El tiempo me dio la oportunidad de conocer su altura política, cifrada en el pragmatismo y en una innegociable decisión de ganar el voto desde la defensa del mérito por encima de la improvisación. Durante años, leí su columna de opinión en esta casa, que curiosamente es hoy un lugar común.
De Feisal Mustafa aprendí la estrategia de la cercanía, el saludo sincero y fraterno, el compartir hasta el amanecer, sin horarios ni agenda. El hoy compañero de columna de opinión Gustavo Galvis, regresando de un viaje por Alemania, hace más de 30 años, me regaló el mejor de los consejos: la “decencia”; sea siempre decente… lo recuerdo como si fuera hoy.
El senador Carrizosa me abrió las puertas de su casa y de su familia, enseñándome, sin cálculo alguno, que la política se hace con los “amigos”. Cuando la vida nos permite el encuentro, siempre el saludo y el abrazo son fraternos.
El candidato al Senado Luis Eduardo Díaz Mateus es una suma de los cuatro últimos, con un énfasis reiterado en cada conversación en estos 12 años. Una máxima… “no le diga mentiras a la gente”.
Estimado lector: se estará usted preguntando la relación con el título de la columna de opinión. Es apenas normal.
A continuación, compartiré unas expresiones que logré rescatar de un video que circula en redes hace unos dos o tres días: ni un voto para estos petristas HP, loca, torombolo, lavaperros, tinterillos, bandidos, marihuaneros, amangualados, coman ratas, delincuentes, lacayos, la jeta le huele a mi…, gonorrea… Sus autores son candidatos santandereanos al Congreso de la República, con el aval de los partidos Centro Democrático y Alianza Verde.
La relación es la enorme diferencia entre la herencia política de Sedano, Feisal, Gustavo, Carrizosa, Luis Eduardo y el legado de estos jóvenes políticos a sus electores y a la democracia. De las buenas maneras a la grosería. ¡Qué tragedia!
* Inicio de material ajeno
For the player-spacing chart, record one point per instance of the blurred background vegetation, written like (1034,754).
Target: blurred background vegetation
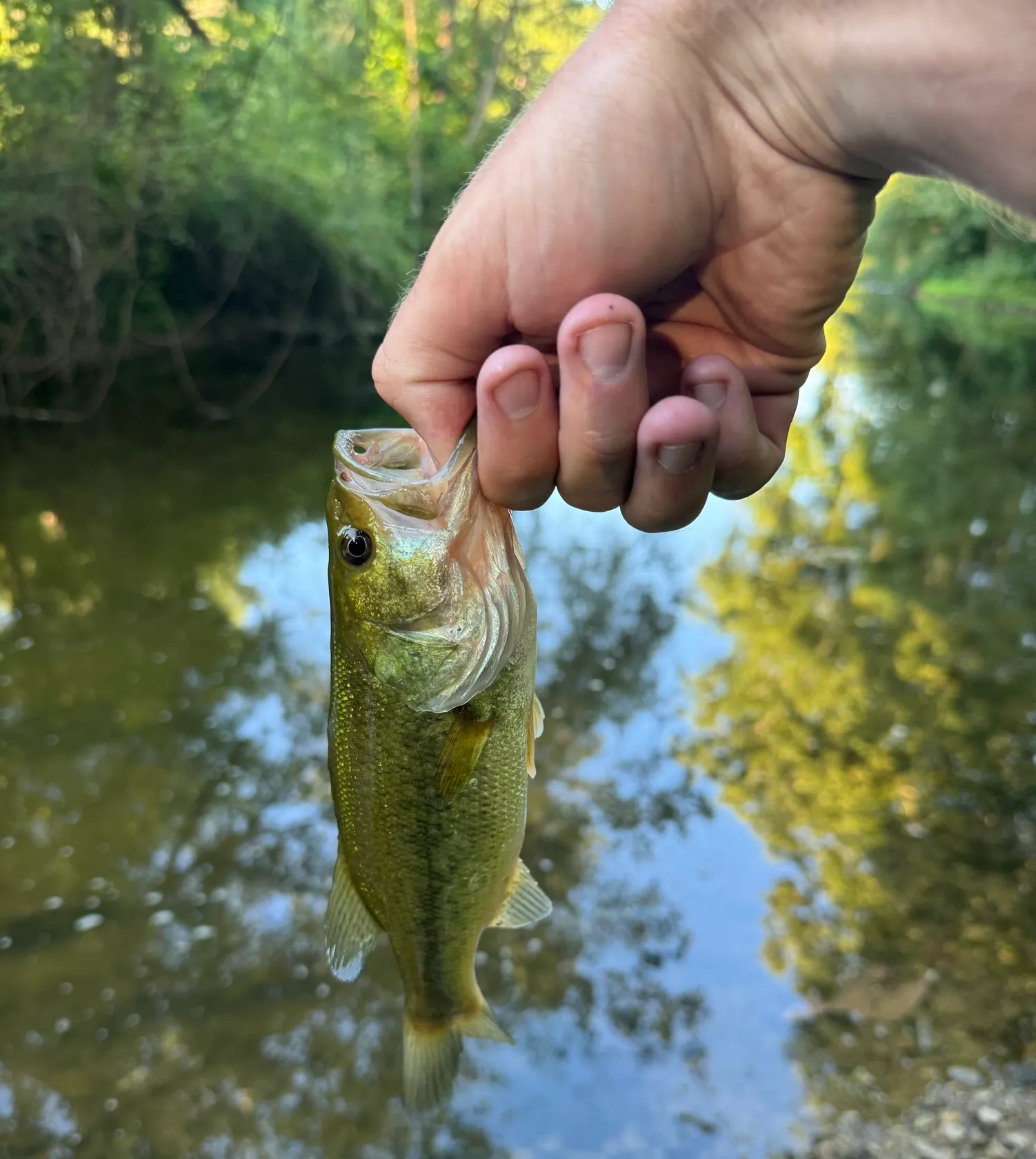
(184,180)
(182,177)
Algo más terrible es que, sin duda, la enorme posibilidad de ganar las elecciones que tienen Matri y los verdes; sería importante que uno y otro se excusen públicamente por este bochornoso episodio, que maltrata a sus seguidores, a su propia carrera política, a nuestro departamento y a sus partidos, quienes de pronto nos sorprendan a todos retirándoles el aval. La primavera siempre será mejor que el invierno.
Nota: Señor Alcalde de Bucaramanga, señora Directora del Instituto Municipal de Cultura y Turismo: no olviden que el Teatro Peralta sigue en cuidados intensivos.